Lunes 29.4.2024
/Última actualización 22:37
La mañana comenzaba a templarse con los rayos de sol que se filtraban a través de los cipreses, cuando un sonido suave y persistente interrumpió mis pensamientos. Mientras restauro las paredes exteriores de mí casa con una mezcla de arena, arcilla y tierra, suelo ir analizando circunstancias del pasado, armando historias ficticias o conformando algunos versos. Meter las manos en el barro y construir puede ser una tarea terapéutica incluso inspiradora. Por eso la continuidad de ese ruido tenue me hacía perder la concentración, y definitivamente molestaba.
Una avispa revoloteó sobre el mechón de pelo que se escapaba del rodete y se ondulaba a un lado de mi cara. La espanté con la mano pero seguí el recorrido de su vuelo para marcar el posible refugio. Noté que había varias entrando y saliendo de una grieta diminuta, casi pegada al alero. Suspiré preocupada. El otoño es la época en que estos insectos están alertas buscando alimentos para sortear la escasez del frío. Es normal que estén inquietas, pero hacía años que no veía en el bosque una cantidad tan considerable.

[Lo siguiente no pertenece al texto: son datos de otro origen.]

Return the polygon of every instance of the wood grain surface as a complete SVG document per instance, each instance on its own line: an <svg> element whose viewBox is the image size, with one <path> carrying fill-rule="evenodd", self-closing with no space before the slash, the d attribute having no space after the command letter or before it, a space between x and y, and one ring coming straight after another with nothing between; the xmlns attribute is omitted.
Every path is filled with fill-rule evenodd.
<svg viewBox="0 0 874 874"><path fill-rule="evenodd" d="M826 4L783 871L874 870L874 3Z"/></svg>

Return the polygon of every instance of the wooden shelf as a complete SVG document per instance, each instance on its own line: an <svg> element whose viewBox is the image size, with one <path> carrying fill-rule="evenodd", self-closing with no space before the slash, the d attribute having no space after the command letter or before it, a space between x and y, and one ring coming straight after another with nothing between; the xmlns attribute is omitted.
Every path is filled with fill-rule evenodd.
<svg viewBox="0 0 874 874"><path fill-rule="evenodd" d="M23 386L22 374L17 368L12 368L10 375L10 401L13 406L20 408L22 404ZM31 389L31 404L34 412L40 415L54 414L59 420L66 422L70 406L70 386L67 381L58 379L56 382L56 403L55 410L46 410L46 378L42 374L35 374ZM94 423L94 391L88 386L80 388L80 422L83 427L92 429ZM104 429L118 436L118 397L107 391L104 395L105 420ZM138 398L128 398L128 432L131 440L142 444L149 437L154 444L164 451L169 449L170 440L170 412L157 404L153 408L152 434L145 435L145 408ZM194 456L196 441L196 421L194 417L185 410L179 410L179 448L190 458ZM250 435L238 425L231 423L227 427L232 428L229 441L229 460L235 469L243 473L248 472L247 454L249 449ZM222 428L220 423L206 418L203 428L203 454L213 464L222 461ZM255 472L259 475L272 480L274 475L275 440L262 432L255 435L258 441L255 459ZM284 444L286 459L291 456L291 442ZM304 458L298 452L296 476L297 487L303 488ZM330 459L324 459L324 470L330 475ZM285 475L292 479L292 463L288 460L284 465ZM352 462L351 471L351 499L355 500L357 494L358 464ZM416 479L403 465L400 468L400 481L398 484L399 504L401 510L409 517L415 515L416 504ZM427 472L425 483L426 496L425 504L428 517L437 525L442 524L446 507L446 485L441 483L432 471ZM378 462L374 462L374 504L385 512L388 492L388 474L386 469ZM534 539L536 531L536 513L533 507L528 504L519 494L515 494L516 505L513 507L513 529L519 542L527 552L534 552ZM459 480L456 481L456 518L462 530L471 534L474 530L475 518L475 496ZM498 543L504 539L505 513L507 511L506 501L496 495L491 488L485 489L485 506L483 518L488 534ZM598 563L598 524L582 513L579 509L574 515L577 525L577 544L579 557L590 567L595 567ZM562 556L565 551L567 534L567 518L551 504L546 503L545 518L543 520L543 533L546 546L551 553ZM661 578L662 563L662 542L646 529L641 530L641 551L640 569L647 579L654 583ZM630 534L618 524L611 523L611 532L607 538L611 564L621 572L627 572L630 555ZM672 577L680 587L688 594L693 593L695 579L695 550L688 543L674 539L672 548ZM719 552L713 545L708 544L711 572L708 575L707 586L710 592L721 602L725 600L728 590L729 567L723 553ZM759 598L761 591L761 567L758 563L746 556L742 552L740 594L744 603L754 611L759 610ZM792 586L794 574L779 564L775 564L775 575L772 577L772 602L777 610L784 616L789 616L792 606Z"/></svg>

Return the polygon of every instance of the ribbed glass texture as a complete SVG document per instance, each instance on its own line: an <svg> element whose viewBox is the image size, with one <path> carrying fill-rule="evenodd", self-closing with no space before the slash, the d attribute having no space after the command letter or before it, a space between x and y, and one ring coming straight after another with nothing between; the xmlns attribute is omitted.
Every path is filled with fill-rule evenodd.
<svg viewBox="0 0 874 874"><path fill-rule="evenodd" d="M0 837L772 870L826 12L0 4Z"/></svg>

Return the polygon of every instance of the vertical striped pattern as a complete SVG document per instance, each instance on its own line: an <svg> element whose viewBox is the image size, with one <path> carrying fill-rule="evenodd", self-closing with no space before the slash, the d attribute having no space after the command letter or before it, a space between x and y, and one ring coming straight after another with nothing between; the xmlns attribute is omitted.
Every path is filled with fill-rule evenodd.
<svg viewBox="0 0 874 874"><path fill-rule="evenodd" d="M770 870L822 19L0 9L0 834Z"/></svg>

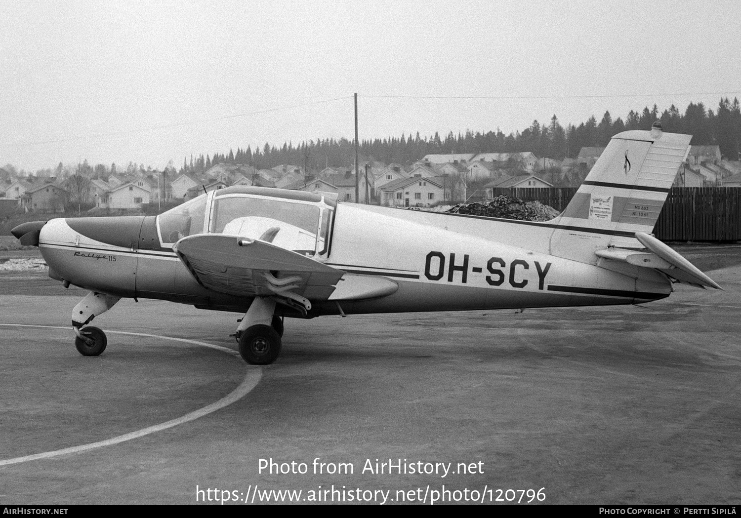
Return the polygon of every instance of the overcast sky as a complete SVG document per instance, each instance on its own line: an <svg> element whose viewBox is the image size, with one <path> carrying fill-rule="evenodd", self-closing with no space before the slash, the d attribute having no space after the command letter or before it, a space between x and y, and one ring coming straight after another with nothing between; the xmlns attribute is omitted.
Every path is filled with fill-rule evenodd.
<svg viewBox="0 0 741 518"><path fill-rule="evenodd" d="M352 139L355 92L361 139L741 98L731 0L4 1L0 20L0 165L29 171Z"/></svg>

En la Patagonia la conocemos como "chaqueta amarilla". Es una especie que fue introducida para controlar otro insecto que estaba perjudicando el medio ambiente, pero, lejos de solucionar el problema, trajeron contrariedades, ya que se multiplicaron descomunalmente… y se propagaron por todo el sur argentino. Y si bien no son agresivas es mejor tratarlas con cuidado. Al contemplar el pulular de las alas ambarinas, recordé cómo me habían perturbado durante el fin de semana merodeando el asado. Tienen hábitos carnívoros y muy buen gusto a la hora de definir sus apetitos. Una de ellas, al robar una minúscula porción de carne, demasiado pesada para sus frágiles extremidades, estuvo a punto de chocar contra mí ojo.
Un pestañeo oportuno evitó la colisión, y la chaqueta terminó apostada en un tronco para saborear su trofeo. En ese momento, con el desagrado bullendo en mi interior y casi intuitivamente, tomé un trozo de vara de hierro, de esas tan habituales en las edificaciones tradicionales, y comencé a escarbar el lugar exacto de acceso al nido. Saqué todas las capas de barro, el material de relleno, y detrás encontré un plato enorme de celdillas recubierto con una fina envoltura de madera, un papel protegiendo el hogar dentro de mi hogar. Sin pensarlo demasiado lo enganché y destruí completamente. Una nube de furiosa de avispas se abalanzó sobre mí cuerpo.
Me alejé un poco y despejé a las que me perseguían. Varias cayeron al suelo. Mi viejo perro, tratando de entrar a la casa, recibió el agresivo picotazo de una. Gimiendo y rengueando se acomodó cómo pudo para lamerse la pata y calmar el ardor. Busqué el rociador con nafta, sabiendo que esa es una manera de acabarlas. Pero ellas, resistiendo, me atacaron con rabia. Me picaron los brazos y el cuello. Una atrevida, consiguió morderme la mejilla. Exterminé las que pude y luego sintiendo la piel quemando me encerré en la vivienda para intentar bajar el escozor. Frente al espejo del dormitorio aprecié la carne enrojecida e inflamada y el dolor expandiéndose sin ningún pudor. Seguía sintiendo pinchazos agudos, así que me saqué la ropa y aplasté algunas que se habían colado osadamente entre las prendas.
Indagué el botiquín natural y encontré ungüentos de pañil y de llantén que son beneficiosos en estos casos. Me coloqué ambos, al tiempo que un picor raspando la garganta me advertía del riesgo inminente de un efecto más grave. No soy alérgica, pero en lúcido acto de prudencia, agarré el celular e intenté una llamada. Mí marido, que nunca atiende, esta vez me sorprendió del otro lado. "Vení rápido, me picaron las chaquetas y me cuesta respirar", solté sin más preámbulos. Me contestó que ya salía en mi auxilio. Conociendo que demoraría más o menos media hora en llegar, me recosté en la cama. Inhalando y exhalando profundamente mis sentidos se fueron serenando. Los hilos de la conciencia se desvanecieron lentamente en la habitación en penumbras. Desde afuera un zumbido insistente perforaba la pared y parecía querer arrullarme. Alcancé a distinguir el motor de la camioneta subiendo por el camino y cerré los ojos.